His photographs made in 1948 and 1949 of indigenous people of the Nuba mountains, in the Sudanese province of Kordofan, and the Latuka and other tribes of southern Sudan, have been called "some of the most historically important and influential images taken in sub-Saharan Africa during the twentieth century". As Rodger wrote several years later, "When we came to leave the Nuba Jebels (mountains), we took with us only memories of a people ... so much more hospitable, chivalrous and gracious than many of us who live in the 'Dark Continents' outside Africa." In 1951, Rodger published his photo essay on the Nuba and Latuka also in National Geographic. In the 1960s, his pictures prompted controversial German photographer and filmmaker Leni Riefenstahl to travel to the Nuba mountains for her own photo stories on the Nuba people.

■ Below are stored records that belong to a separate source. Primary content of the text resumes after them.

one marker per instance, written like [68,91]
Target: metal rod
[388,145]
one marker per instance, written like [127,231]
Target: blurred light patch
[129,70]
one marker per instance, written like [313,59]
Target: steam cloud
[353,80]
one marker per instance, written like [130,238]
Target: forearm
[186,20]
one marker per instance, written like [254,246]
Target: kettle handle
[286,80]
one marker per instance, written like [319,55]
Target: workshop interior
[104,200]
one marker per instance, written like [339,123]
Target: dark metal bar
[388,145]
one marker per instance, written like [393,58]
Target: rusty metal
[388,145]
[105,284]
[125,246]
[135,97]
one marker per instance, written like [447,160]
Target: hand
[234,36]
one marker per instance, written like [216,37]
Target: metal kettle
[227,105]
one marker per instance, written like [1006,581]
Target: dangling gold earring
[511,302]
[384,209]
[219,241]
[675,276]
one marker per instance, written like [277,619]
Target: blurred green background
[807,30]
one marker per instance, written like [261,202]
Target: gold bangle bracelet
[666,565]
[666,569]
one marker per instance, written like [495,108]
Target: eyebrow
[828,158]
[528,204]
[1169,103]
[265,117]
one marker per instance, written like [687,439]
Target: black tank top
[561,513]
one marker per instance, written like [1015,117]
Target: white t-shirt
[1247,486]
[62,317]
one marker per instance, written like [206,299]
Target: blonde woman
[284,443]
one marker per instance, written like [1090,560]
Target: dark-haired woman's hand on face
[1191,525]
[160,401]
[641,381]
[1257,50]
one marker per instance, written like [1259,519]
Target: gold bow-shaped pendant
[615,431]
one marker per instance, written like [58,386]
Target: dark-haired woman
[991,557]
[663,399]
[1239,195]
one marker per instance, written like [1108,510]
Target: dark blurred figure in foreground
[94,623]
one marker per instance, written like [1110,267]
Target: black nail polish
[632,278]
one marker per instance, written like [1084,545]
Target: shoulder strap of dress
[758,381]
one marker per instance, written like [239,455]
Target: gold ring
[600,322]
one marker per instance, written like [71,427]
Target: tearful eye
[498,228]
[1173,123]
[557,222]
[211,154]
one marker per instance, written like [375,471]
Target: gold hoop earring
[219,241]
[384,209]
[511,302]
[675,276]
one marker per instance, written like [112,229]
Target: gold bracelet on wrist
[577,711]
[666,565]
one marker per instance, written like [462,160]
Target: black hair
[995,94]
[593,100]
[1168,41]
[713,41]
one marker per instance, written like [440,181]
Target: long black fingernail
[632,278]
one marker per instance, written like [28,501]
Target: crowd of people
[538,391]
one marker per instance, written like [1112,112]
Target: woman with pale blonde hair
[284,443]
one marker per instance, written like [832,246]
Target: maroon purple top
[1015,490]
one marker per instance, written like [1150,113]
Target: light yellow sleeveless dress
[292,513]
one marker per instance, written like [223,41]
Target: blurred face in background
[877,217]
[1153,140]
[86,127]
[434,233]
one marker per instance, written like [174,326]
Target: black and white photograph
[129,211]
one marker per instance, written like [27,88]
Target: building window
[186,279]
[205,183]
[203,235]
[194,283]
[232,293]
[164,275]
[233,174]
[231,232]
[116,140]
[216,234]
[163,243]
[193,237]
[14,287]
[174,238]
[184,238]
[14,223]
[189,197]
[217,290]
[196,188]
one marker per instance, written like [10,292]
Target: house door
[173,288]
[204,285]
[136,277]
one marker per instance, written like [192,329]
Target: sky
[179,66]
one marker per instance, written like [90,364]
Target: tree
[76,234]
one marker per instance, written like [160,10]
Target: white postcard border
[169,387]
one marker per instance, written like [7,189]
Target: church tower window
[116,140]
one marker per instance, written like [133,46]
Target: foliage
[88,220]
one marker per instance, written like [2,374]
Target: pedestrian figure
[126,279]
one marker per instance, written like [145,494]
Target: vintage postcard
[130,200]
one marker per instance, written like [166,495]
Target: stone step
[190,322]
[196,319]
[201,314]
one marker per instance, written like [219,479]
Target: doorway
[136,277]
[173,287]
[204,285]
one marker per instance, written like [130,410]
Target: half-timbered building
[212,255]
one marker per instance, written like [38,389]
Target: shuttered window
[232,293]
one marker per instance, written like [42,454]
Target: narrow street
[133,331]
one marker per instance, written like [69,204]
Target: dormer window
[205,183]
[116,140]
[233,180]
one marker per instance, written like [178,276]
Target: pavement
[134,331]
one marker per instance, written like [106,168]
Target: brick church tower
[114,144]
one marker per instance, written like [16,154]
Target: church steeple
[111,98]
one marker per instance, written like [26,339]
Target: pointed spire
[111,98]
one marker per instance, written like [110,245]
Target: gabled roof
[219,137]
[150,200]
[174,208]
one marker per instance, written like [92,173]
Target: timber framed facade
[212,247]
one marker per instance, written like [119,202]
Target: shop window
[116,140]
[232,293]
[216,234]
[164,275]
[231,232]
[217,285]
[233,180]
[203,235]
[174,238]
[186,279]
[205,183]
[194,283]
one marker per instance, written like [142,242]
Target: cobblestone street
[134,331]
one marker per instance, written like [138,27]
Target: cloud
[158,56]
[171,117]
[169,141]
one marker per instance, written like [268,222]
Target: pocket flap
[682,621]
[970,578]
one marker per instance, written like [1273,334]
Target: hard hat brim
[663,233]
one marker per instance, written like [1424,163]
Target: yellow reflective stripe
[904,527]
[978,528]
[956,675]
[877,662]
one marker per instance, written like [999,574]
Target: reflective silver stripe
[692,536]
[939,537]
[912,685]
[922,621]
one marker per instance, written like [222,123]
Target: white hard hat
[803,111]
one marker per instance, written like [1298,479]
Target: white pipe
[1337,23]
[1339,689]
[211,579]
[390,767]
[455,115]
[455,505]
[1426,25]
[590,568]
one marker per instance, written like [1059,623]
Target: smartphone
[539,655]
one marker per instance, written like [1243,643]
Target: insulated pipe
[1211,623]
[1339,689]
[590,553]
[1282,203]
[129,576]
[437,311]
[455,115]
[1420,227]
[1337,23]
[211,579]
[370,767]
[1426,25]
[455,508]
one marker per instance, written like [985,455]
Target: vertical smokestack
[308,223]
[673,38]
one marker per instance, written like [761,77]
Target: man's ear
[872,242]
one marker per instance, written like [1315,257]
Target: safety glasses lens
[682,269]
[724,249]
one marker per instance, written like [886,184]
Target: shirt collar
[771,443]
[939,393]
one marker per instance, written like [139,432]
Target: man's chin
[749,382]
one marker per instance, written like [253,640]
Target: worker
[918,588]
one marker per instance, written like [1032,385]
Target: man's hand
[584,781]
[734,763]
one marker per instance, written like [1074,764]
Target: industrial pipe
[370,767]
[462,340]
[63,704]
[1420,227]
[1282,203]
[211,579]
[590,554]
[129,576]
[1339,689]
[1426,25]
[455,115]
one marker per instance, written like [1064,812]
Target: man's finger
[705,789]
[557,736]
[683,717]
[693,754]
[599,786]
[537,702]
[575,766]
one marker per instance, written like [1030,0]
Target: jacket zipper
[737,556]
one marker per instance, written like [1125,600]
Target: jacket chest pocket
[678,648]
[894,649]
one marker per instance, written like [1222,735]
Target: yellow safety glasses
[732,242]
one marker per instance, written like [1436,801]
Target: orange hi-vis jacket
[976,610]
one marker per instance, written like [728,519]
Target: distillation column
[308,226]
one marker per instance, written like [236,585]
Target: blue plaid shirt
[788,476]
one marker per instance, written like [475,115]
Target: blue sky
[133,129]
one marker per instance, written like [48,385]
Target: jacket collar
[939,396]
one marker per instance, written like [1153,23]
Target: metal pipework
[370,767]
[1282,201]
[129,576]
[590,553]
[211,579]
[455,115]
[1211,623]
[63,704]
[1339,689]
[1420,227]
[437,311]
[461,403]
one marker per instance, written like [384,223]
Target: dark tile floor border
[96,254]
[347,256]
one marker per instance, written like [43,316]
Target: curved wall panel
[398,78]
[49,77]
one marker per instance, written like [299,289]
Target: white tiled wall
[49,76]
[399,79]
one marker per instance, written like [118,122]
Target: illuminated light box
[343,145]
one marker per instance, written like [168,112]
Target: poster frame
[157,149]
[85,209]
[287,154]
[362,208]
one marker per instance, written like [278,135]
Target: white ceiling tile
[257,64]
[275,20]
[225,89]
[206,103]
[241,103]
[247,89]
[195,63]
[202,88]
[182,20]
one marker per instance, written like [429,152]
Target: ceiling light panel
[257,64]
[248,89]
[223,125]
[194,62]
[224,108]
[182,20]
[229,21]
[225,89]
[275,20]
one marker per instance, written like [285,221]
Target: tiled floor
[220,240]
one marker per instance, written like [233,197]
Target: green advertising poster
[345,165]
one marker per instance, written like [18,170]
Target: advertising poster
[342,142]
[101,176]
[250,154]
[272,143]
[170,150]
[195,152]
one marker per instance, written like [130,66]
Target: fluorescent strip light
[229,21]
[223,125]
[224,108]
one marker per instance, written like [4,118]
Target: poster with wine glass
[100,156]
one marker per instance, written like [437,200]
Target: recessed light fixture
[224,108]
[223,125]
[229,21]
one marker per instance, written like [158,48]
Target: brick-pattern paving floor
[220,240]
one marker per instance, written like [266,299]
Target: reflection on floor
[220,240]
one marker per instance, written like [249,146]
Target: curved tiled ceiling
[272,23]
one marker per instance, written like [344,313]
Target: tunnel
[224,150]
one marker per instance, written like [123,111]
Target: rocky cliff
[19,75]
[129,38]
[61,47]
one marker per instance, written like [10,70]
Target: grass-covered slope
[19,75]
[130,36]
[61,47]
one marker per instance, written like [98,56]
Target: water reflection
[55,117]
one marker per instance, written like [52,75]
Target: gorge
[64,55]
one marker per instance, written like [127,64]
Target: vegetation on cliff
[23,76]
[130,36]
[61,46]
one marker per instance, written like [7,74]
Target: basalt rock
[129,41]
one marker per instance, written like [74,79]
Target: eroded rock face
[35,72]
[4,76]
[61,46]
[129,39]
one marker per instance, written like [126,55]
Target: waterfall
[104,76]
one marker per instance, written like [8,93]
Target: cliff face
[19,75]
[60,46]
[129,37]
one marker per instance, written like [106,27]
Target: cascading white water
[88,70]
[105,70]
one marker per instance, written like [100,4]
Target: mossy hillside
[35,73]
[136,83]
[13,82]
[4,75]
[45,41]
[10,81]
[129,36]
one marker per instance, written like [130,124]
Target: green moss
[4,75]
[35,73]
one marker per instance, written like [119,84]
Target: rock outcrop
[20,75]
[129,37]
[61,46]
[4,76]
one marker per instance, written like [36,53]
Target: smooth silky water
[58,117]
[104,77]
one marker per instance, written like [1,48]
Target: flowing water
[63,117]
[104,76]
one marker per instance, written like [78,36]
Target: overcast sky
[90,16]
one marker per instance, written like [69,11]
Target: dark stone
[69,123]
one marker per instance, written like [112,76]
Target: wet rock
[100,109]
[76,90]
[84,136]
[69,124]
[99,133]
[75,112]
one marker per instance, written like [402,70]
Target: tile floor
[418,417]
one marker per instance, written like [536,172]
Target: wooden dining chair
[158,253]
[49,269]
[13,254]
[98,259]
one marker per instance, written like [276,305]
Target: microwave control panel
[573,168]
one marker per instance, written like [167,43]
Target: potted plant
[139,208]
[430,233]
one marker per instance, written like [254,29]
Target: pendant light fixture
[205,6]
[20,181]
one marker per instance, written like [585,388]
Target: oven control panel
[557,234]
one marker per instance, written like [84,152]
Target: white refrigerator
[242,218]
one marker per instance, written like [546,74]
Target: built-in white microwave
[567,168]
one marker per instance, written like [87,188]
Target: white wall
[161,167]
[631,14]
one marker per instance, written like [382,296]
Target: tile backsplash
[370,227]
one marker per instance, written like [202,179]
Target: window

A retrospective exhibition of Rodger's work was held at Imperial War Museum North in 2008.

==Personal life==
Rodger's first wife, Cicely, who travelled extensively with him in Africa, died during childbirth in 1949. In 1952, he married his American assistant Lois "Jinx" Witherspoon and the pair had two sons, one of whom, Peter, became a filmmaker in Britain. He was the grandfather of Elliot Rodger, who committed the 2014 Isla Vista killings in California, United States, where he killed six people and injured fourteen others before dying by suicide.

==Publications==
- Red Moon Rising. Cresset Press, 1943.
- Desert Journey. Cresset, 1944.
- Village des Noubas. 1955.
- Le Sahara. 1957.
- George Rodger: Humanity and Inhumanity. 1994.
- Nuba and Latuka. The Colour Photographs. Prestel, Munich, Germany 2017, ISBN 978-3-7913-8322-4.
- Southern Sudan. Stanley Barker, 2018.